Call for Conference Presentations - Legal technology and its impact on the access to justice, society, and the legal industry

International Conference organised by the Digital Justice Research Group of the Institute of the Information Society, University of Public Service, Budapest 

Date 

23-24 June 2022. 

Description

Legal technologies are usually divided into three periods. The first meant early office automation software before the Internet, while the second online solutions. There is a consensus that legal informatics is now entering the third period, which is the era of big data and artificial intelligence. This mean new software solutions, but it is also seen by many as the opening of a new era, that will disrupt the traditional law, and the work of the legal profession as a whole. In this new era, the old “legal informatics” was also renamed “LegalTech” and it is, as a subject and discipline is increasingly embedded in the mainstream of jurisprudence from the periphery of legal scholarship. 

Although digital solutions in the legal work are beginning to spread everywhere in the world, their prevalence and use is uneven in different regions. In addition to the US, China and several countries in South America are at the forefront, while Europe’s traditional legal systems are often lagging behind. What could be the explanation for this difference? At the conference, we will be looking for answers to this and many other questions with Legatech professionals from all over the world. To such questions, for example, is the proliferation of artificial intelligence in law, its traditional principles, and human rights really a threat? Are the horrors of unemployment really threatening lawyers with the spread of legal technologies? Does technology mean a threat to human rights, and traditional legal values? Does technology really improve access to justice , and if so, what technologies? How should we redesign the curricula of law schools in the new era? 

20 minutes long presentations of the conference are expected to enumerate and understand the leading technologies, and their impact on society, on legal profession, and access to justice. 

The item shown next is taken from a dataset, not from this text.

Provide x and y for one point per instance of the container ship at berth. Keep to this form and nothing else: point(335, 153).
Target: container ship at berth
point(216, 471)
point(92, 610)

Presentation proposals should be no longer than 200 words. 

Venue 

University of Public Service, Budapest, Ludovika tér 1. (partly online) 

Deadlines:

Presentation abstract submission 15 March 2022 to molnar.anita@uni-nke.hu Extended deadline: 20 April 2022!

Evaluation and feedback 31 March 2022 Extended deadline: 30 April 2022

Fees:

Registration for selected presenters is free. 

Illustrative topics and titles: 

Technologies and their impact 

1. Legaltech 1.0:  how office automation and legal databases changed the law? 
2. Legaltech 2.0: electronic communication, customer webpages, Electronic Freedom of Information Initiatives. Have they improved the access to justice? 
3. Big data in law: what does it promise, and what does it fulfil? 
4. Legal analytical software: what happens when a judge is confronted with her profile, and what are the consequences? 
5. Natural language processing and corpus linguistics in legal work. How legal language is captured? 
6. E-discovery systems and auto-classification systems. Outsourcing the legal work to automats? 
7. Legal prediction software. Does prediction work in law, and what are its limits? 
8. Artificial Intelligence and machine learning in law. Neural networks, fuzzy logic. Machines mimicking the lawyers.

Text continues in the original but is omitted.